English made engaging with Karadi Path

Specialising in language learning using tools of theatre, music, mime, movements, and body language, this programme is offered by The Karadi Path Company, a social enterprise.

Published: 21st October 2023 09:37 AM  |   Last Updated: 21st October 2023 09:38 AM   |  A+A-

The company had a pilot study with 25 schools in the state where this mode of learning was introduced. (Photo | Express)

Express News Service

CHENNAI: Karadi Path launched Joyful English which will help tribal children across Tamil Nadu learn English through tools of theatre, music, mimes, movements and storytelling instead of textbooks and grammar books

Imagine a classroom that has no textbooks, blackboards, chalks, pens, or pencils. But one where walls are painted in multiple colours with numbers, alphabets, animals, birds, and more to enhance activity-based learning; a TV monitor that plays stories, a speaker that plays songs, and your teacher is your co-learner. 

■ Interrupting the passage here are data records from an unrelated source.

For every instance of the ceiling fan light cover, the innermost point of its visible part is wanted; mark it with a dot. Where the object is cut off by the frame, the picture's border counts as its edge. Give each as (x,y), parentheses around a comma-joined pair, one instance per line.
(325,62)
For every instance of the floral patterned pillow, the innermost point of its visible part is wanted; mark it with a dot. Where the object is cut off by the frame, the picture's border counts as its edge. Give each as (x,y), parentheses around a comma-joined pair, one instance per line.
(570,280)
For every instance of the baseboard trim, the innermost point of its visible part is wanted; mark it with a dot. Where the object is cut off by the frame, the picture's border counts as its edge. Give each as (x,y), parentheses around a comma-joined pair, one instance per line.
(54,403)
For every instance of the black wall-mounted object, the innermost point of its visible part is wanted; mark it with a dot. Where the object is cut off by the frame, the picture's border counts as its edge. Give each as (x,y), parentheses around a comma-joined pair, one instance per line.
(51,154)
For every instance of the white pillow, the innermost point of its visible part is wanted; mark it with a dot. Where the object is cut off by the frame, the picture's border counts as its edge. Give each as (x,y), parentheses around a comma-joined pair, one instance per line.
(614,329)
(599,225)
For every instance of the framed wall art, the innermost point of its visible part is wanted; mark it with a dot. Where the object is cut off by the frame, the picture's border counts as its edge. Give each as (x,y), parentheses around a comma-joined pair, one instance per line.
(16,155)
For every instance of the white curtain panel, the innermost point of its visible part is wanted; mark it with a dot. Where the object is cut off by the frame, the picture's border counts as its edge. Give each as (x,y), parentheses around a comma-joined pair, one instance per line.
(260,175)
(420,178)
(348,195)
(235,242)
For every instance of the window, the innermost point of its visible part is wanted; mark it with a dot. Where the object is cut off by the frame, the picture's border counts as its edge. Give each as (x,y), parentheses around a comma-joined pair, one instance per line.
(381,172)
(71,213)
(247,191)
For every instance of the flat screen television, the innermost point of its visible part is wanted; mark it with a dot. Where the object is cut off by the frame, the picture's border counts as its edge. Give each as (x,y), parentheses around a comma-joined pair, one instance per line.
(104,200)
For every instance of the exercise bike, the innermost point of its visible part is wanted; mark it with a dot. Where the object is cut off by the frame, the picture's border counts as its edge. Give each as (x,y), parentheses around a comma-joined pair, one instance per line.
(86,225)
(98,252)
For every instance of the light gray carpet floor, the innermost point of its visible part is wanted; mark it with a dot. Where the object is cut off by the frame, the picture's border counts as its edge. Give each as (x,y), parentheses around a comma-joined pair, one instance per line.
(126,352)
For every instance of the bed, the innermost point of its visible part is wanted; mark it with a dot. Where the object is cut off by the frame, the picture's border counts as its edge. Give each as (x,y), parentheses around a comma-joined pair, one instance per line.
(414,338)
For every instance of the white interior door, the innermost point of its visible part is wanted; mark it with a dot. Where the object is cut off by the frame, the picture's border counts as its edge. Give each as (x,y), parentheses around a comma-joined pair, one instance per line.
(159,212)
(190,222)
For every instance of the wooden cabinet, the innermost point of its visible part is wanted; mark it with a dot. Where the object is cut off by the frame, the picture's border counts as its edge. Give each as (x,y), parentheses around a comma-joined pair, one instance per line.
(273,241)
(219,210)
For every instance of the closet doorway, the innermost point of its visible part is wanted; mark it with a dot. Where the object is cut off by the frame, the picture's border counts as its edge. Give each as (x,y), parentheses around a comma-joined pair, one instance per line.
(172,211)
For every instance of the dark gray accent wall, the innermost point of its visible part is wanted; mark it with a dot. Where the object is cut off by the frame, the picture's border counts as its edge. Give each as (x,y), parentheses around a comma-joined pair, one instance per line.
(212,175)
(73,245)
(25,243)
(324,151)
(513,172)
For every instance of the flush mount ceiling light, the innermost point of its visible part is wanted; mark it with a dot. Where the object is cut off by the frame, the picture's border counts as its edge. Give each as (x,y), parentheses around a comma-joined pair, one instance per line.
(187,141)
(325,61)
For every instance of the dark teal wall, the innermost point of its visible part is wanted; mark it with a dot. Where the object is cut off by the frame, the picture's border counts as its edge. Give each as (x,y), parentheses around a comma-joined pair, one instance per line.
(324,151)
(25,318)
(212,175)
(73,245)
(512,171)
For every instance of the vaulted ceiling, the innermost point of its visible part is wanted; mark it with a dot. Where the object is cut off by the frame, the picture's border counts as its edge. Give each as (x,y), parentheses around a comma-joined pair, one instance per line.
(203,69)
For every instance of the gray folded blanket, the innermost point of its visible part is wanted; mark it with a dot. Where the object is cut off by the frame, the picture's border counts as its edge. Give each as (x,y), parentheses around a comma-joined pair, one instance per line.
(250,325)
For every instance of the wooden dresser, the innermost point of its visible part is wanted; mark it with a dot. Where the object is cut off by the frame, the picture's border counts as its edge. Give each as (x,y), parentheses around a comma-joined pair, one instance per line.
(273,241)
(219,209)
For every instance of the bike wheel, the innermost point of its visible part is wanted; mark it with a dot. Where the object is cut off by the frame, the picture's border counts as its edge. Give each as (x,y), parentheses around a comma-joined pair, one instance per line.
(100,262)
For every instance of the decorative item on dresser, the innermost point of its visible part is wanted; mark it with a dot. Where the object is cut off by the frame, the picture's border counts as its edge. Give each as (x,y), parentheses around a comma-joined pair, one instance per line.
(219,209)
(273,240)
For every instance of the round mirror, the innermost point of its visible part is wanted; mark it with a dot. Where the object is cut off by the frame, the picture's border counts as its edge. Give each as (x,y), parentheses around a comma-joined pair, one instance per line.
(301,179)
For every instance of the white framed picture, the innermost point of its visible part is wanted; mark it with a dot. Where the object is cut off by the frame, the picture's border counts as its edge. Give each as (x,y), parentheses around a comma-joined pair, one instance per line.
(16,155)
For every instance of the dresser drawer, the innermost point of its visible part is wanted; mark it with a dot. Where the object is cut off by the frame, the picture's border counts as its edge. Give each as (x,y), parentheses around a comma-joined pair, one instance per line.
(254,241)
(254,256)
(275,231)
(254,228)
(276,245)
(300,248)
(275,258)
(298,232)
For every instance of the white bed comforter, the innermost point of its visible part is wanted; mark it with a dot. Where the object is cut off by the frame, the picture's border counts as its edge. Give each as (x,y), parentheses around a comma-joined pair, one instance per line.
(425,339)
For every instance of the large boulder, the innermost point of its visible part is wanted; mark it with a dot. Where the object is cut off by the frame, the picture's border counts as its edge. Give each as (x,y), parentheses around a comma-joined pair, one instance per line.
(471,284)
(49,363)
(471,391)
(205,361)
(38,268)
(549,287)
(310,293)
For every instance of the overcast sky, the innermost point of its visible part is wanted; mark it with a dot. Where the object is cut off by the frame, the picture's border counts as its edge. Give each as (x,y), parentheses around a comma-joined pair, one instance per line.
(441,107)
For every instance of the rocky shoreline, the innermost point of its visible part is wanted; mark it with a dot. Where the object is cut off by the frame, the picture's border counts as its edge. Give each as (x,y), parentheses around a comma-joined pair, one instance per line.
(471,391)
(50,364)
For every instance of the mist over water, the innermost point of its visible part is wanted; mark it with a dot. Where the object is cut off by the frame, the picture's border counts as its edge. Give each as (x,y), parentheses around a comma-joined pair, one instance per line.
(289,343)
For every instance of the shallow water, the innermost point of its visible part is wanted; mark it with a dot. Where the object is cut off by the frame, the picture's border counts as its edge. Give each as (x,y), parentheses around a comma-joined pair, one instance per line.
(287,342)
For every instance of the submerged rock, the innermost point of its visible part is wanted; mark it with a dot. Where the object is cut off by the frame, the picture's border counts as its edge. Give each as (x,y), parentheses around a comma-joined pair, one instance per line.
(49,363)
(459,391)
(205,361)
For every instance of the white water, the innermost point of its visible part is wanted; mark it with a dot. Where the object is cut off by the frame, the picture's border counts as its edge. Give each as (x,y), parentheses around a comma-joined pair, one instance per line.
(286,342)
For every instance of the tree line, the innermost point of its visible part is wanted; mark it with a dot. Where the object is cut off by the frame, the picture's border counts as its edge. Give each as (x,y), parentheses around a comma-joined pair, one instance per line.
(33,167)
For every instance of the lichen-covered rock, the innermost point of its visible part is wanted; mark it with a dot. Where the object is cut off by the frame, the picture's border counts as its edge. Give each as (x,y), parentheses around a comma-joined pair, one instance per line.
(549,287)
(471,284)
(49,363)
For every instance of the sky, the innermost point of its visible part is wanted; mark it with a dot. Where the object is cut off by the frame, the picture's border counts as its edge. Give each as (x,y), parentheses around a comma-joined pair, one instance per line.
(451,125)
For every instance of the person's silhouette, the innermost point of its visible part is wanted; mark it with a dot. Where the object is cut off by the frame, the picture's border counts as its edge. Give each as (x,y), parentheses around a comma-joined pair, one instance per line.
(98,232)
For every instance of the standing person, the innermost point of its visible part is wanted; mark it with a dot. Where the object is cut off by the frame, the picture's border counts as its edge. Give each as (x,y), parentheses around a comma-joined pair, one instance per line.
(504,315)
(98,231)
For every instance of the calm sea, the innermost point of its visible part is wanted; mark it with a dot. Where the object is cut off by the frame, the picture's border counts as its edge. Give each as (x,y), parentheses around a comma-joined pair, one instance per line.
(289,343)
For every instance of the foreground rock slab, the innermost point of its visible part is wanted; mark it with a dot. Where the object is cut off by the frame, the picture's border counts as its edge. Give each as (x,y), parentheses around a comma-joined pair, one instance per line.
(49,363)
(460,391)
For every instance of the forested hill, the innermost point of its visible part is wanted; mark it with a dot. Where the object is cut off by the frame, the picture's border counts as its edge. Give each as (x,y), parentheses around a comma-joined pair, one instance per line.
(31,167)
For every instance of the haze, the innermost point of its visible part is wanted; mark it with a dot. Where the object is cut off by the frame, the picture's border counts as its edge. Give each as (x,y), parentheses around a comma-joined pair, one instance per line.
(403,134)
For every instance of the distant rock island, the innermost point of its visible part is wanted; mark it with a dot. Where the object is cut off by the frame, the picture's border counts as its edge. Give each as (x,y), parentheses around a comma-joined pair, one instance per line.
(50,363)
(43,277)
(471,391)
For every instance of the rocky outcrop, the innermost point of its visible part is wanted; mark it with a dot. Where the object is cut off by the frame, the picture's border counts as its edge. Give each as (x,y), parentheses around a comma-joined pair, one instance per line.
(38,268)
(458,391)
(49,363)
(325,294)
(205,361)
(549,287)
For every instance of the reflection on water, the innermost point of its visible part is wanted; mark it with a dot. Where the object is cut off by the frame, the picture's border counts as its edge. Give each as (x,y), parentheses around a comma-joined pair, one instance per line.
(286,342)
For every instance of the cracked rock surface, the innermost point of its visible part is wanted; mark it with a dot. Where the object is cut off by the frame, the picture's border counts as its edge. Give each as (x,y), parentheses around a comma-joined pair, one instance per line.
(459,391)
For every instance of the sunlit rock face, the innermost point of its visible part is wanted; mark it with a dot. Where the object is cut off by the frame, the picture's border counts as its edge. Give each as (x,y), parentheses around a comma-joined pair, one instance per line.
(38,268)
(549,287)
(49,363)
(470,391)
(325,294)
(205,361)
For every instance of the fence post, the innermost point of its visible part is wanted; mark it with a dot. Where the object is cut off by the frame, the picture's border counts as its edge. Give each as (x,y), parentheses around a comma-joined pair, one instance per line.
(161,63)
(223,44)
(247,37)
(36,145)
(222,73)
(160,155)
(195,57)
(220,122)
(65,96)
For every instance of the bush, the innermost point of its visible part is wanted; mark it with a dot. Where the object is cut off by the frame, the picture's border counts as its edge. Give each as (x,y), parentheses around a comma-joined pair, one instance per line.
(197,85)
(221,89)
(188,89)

Such classrooms are now a reality in 131 primary and secondary schools across nine districts of Tamil Nadu. Specialising in language learning using tools of theatre, music, mime, movements, and body language, this programme is offered by The Karadi Path Company, a social enterprise. They launched a software application ‘Joyful English’ in the city last week. This application will help teachers who are part of the programme prepare for the classes, learn with the students, and avail guidance if and when needed.

Joyful English is customised for the tribal schoolchildren so that they learn, understand, speak, and negotiate in the English language. “These children learn English for 10 years from their textbooks but at the end of the day they can’t speak English, they don’t understand the language, and they don’t relate to it,” notes CP Viswanath, CEO of the Karadi Path Company that works as a language solution provider. 

Skill over syllabus

Working with the governments of Maharashtra, Andhra Pradesh, and Telangana, since 2010, the company has now partnered with the Tribal Welfare Department of Tamil Nadu. Around 6,500 students will benefit through this initiative funded by the state planning commission. 

Tribal children go to Tamil-medium schools and speak languages like Badaga and Toda. They face challenges when it comes to English and need assistance to learn the language. To cater to this, the programme is entirely based on oral storytelling and listening comprehension. “The language Tamil itself is removed for most of these kids and English is doubly removed,” says Preetika Venkatakrishnan, senior vice president of Product, Training and Social Impact. “Our system is very much in keeping with the tribal needs as they have a very strong and rich oral tradition which is completely left out in the formal education system,” she adds. 

The Karadi Path pedagogy is an immersive methodology of language learning that mimics the mother tongue’s way of learning a language that is through music, storytelling, and theatre instead of using textbooks and grammar books. “Everything is kind of going back to the natural old way. The pedagogy is based on how many of us are effortlessly multilingual because we have been in a multilingual environment and have catered to the language not from a classroom process but from an ecosystem and communicative process,” says Viswanath.

The company had a pilot study with 25 schools in the state where this mode of learning was introduced. The study was granted by US aid and won the Early Grade Reading Innovation Challenge (EGRIC). The outcome resulted in this being introduced in other schools early this year. 

The classes under the Joyful English programme start with a meditative practice for students to become aware of their surroundings. Then online visual learning through theatre acts and plays, visualisation practices, and then using the body as a tool for learning. The classes have an attendance of 35 students. They are held thrice a week for 40 minutes each. Totally, it runs for 48 hours over one academic year. An impact test conducted by the trainers found that one hour of the Karadi Path programme is equivalent to 11 hours of conventional classes. “We help them learn English syntax only by doing actions. We won’t directly teach them prepositions but we help them use it through mime, music, storytelling, theatre, and movement and learn a language,” adds Preethika. 

The system does not swap textbooks for another mode of learning. Preethika notes the English songs played in the classroom are tunes that capture the folk and classical traditions of India. The voices for the theatre plays are given by actors like Vidya Balan, Madhavan, Naseeruddin Shah, Girish Karnad, and many others. All the songs are sung by versatile singer Usha Uthup.

Teller of tales

Suganeshwaran J from Salem district, a teacher under the programme, claims that since they started using Karadi Path, the children have begun speaking on their own, learning words, and they have witnessed good progress in their performance. The company is also in collaboration with the Department of Social Defense for ‘Magic English Learning Buddy’ a programme directed at childcare centres across different districts of Tamil Nadu. This is an ongoing project that was launched early this year. 

Karadi Path’s products are ever-evolving and are on par with the National Educational Policy. The company is also developing other language programmes and subjects in different languages, and is planning to expand its current programme to more schools.